Quinze anos. Namorava. Brigamos! Ferida, magoada, falava sem parar, queria que me provasse que me amava. Ele gesticulava, não o deixava nem murmurar uma defesa... Não teve dúvidas, calou-me com um beijo inesquecível, maravilhoso, como jamais alguém me beijou, nem ele próprio! Eu o carreguei para o altar e juntos ficamos até bem depois da morte o levar.

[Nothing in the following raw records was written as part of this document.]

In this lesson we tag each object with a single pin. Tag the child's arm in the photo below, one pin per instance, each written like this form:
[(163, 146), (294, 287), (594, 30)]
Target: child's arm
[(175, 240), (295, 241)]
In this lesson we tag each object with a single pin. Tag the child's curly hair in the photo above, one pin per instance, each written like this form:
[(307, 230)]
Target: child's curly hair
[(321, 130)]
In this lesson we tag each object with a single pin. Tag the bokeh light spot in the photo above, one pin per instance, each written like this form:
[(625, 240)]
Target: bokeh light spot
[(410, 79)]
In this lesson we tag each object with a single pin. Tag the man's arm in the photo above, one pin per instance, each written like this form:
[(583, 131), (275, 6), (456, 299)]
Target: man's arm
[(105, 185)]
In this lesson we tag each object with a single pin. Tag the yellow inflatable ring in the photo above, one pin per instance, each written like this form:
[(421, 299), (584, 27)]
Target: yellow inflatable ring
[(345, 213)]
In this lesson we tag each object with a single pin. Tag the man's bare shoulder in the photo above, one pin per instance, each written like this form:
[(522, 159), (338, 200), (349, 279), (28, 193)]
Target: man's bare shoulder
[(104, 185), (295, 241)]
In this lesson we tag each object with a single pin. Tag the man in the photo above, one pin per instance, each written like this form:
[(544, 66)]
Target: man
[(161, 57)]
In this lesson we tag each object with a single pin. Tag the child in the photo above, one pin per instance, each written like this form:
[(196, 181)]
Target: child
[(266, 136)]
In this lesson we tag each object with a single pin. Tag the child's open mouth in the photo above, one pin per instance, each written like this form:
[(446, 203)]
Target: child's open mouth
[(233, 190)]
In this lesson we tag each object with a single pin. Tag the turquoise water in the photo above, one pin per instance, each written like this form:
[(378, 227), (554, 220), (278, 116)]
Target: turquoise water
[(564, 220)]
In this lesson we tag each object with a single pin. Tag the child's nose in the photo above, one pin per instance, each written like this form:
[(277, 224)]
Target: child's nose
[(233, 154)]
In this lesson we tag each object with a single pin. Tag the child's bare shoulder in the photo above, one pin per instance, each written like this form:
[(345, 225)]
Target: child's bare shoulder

Mais de trinta anos. Viúva. Pós-graduação na PUC, Semiótica, Mestrado. Uma loucura de livros! Era Coordenadora Pedagógica no colégio, dia de comissão de classe com professores. Sexta-feira. Amigas me convidaram: Vamos dançar? Estava exausta, quase não sei dançar. Como fazê-lo? Me carregaram. Fui a contragosto. Fiquei sentada na mesa olhando. Observando os casais girando! E ali, do meio da multidão, ele veio, atravessou o salão, me pegou pela mão e me levou, sem nenhuma palavra. Deslizava meu corpo para todo lado. Só olhava para os olhos dele. Não sei se foi o mundo que parou ou ele. Só senti seus lábios nos meus... Momento mágico! Vi estrelas... Ninguém mais existia ali. Só nós dois. Não sei nem mesmo qual era a música que dançávamos, pois só ouvi a melodia do meu coração. Ficamos juntos por quatro anos. E até bem depois deste tempo eu o amei por demais.